Whether it's one of the Le Pen's under a rebranded Front National, or a fellow traveler, the populist Right in France will also have to shed its escapist and separatist fantasies of its earlier years, and promise prosperity for all of France, if it wants to seize national power and hold onto it as a dominant coalition instead of the occasional minority pressure group.

The right-wing character of the French realignment will be revealed once the revolts turn to the migrant question, and join Italy in curbing immigration.

I don't think either side of the Mediterranean-Atlantic divide will close the borders, though, during the post-neoliberal era. They resemble each other at the big-picture level -- including the Anglo-Atlantic nations whose egalitarian Midcentury featured the same closed borders as the Med, even though it was the relatively more Left party in control of the US and UK.

Likewise, the Bernie realignment shows little chance of restricting migration, suggesting that we are not going back to the closed-borders New Deal era, but rather to a new Lincolnian Gilded Age with Ellis Island-era open borders. An earlier post here from August detailed how the Bernie realignment will resemble the Lincoln era of robber barons, open borders, and soaring inequality, rather than the New Deal, on the analogy that the Reagan era has been a revival of the Jacksonian era, and that their successor regimes will be similar as well, taking place during the same phase of a long-term cycle.

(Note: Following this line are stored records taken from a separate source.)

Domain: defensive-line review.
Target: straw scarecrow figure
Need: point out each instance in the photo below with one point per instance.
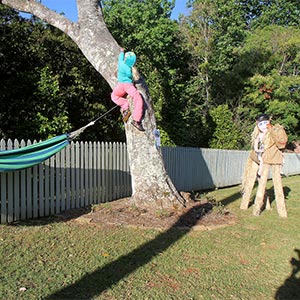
(265, 156)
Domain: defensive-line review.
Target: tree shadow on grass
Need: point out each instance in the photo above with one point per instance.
(291, 287)
(95, 283)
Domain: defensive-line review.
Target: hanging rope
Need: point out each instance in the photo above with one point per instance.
(28, 156)
(75, 133)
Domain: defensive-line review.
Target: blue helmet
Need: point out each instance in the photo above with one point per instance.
(130, 59)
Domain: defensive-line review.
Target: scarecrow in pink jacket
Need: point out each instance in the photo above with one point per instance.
(126, 87)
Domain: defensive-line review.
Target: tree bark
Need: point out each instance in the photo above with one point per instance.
(150, 183)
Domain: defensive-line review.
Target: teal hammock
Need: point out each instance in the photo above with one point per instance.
(29, 156)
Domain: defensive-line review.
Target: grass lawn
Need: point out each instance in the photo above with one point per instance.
(257, 258)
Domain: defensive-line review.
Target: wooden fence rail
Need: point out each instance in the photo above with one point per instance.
(82, 174)
(86, 173)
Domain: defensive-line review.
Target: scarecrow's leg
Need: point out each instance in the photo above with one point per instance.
(248, 182)
(259, 199)
(279, 195)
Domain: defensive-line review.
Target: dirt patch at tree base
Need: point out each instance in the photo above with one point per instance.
(197, 215)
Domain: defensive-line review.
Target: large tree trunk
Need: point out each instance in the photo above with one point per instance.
(150, 183)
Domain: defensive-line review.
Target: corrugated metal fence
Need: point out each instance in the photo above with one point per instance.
(86, 173)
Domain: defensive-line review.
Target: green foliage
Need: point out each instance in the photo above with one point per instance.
(47, 86)
(226, 134)
(146, 28)
(225, 57)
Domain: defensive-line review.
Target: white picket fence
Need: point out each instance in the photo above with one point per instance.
(82, 174)
(86, 173)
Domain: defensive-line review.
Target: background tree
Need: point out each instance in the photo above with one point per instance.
(146, 28)
(150, 183)
(39, 63)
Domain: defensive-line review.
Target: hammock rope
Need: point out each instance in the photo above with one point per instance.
(28, 156)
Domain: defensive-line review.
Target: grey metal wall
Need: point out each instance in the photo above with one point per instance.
(193, 169)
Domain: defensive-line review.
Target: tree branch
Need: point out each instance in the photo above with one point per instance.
(45, 14)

Even the far-Left socialists are starting to become aware of how non-socialist the Bernie realignment will turn out to be. From a recent article in Jacobin:

Today’s Democratic Party, to their credit, appears far more committed to preserving civil rights than the late-nineteenth-century Republicans. But as the party consolidates its strength around the wealthy suburbs, the dangers of a Gilded Age–style class division persist. A political coalition led by affluent metropolitans, armed with pietistic certainty about their moral cause, but almost physically allergic to huge chunks of the working-class population: this was the Republican Party of 1884. It does not offer us a roadmap to the future.

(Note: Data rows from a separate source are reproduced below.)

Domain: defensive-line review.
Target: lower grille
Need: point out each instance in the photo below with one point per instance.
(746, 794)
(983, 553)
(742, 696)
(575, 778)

If Bernie and Corbyn don't restrict immigration, then their counterparts in the Med probably will not either, despite being from the relatively more conservative side.

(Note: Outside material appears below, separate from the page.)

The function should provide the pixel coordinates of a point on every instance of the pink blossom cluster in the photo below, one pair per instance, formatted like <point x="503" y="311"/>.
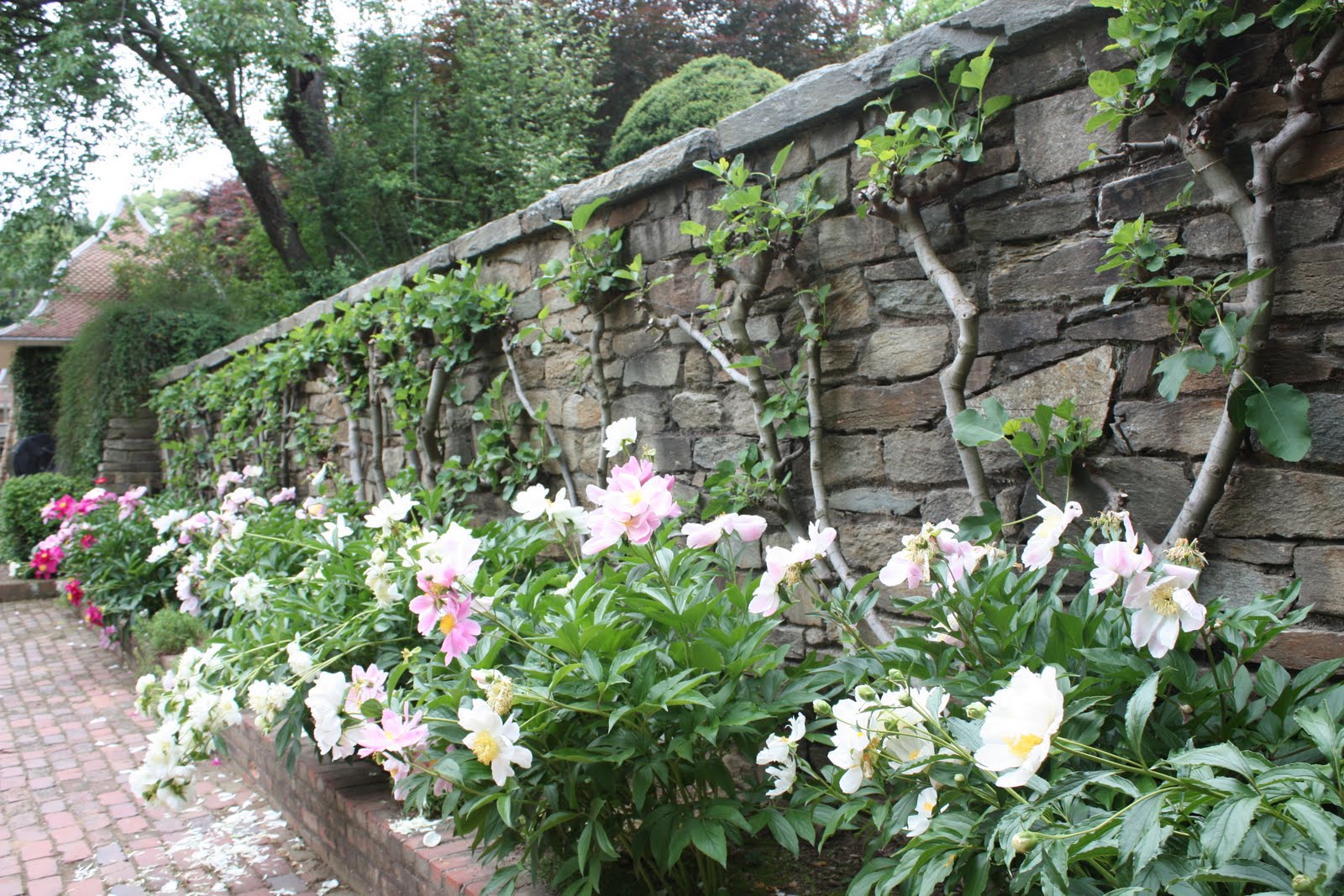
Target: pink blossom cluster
<point x="632" y="506"/>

Even if immigration does not meaningfully decrease, and even if inequality continues to widen, at the very least we should expect a massive decline in militarism. That was the one silver lining of the robber baron-led fin-de-siecle. Both the Bernie-Corbyn Left and the Salvini-Le Pen Right want to wind down the West's over-extension in so many pointless wasteful military occupations all over the world. Hopefully they can start with putting an end to NATO.

Much further down the cycle, we will see this absence of militarism explode suddenly a la World War I, probably coinciding with another peak in the 50-year cycle of riot-level violence. That will usher in the next phase of egalitarianism, which most of us will probably not live to enjoy, but may at least see the beginnings of.